It is the demanding environment of a World Cup tournament and a professional footballer’s life that makes Spanish defender Nacho’s story so impressive and heart-warming, especially on the back of the 28 year-old’s performance during his nation’s first game in the World Cup.

Having already been on the books of Real Madrid for two years, a 12 year-old Nacho was taken to see a doctor by his concerned mother who noticed that her son was becoming increasingly thirsty and passing lots of urine.

Nacho’s blood glucose level was noted to be sky high and he was soon given the dreadful news that he has to give up soccer as a consequence of his diagnosis of Type I Diabetes Mellitus.

Born and raised in Alcala de Henares, just 20 miles east of Madrid, his lifelong goal was to play in the famous white shirt of Los Blancos. Having received the news a few days before a soccer tournament, his dream had suddenly turned into a nightmare.

It was a visit to Dr Ramirez, an endocrinologist, that changed Nacho’s life. Dr Ramirez explained that diabetes, even at such a young age, should not be a deterrent to competitive sport. Actually, the opposite is true in that regular exercise is very beneficial to such patients. However, compliance to his treatment, namely insulin, was, and still is, of paramount importance.

The term “diabetes mellitus” was coined in the 17th century by the British doctor Thomas Willis. “Diabetes” is derived from Ancient Greek and literally means “to pass through”, a reference to the high urine output individuals having the condition may have. “Mellitus” comes from the classical Latin word meaning “honey-sweet” referring to the high sugar (or glucose to be exact) content in the urine.


Insulin is a hormone made of protein that regulates blood sugar levels. If the body senses high sugar levels, the production of insulin is stimulated. Insulin acts by distributing the glucose in the blood into cells such as those in the liver and muscle. These cells act as a storage space for when glucose is then required quickly by the body such as during exercise or when starving.

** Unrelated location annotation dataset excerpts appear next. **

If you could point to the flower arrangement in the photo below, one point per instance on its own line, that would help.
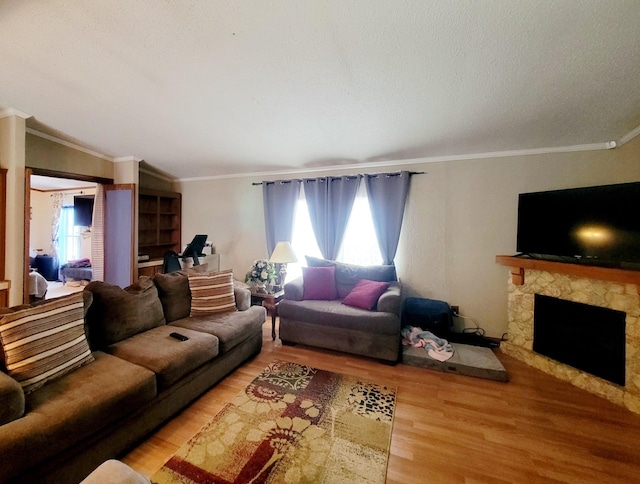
(262, 272)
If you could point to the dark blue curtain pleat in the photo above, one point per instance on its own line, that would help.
(280, 200)
(387, 194)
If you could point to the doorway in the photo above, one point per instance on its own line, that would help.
(57, 234)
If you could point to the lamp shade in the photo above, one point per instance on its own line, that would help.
(283, 254)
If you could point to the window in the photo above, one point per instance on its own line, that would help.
(69, 236)
(360, 243)
(359, 246)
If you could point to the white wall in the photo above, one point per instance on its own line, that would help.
(40, 226)
(459, 216)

Insulin is produced in the pancreas, specifically in the beta cells. Diabetes Mellitus actually refers to a defect in this above mentioned process. It can be broadly divided into two: (1) either little or no insulin is being produced by the pancreas, or (2) the body is resistant or insensitive to the insulin that is produced.

Constantly high levels of blood glucose are harmful to the body both short term and in the long term. In the short term, the kidneys are unable to cope with such high glucose levels and consequently the urine produced has a high concentration of glucose. This abnormal concentration gradient pulls water outside the kidneys which explains the excessive thirst and high urine output such patients may experience.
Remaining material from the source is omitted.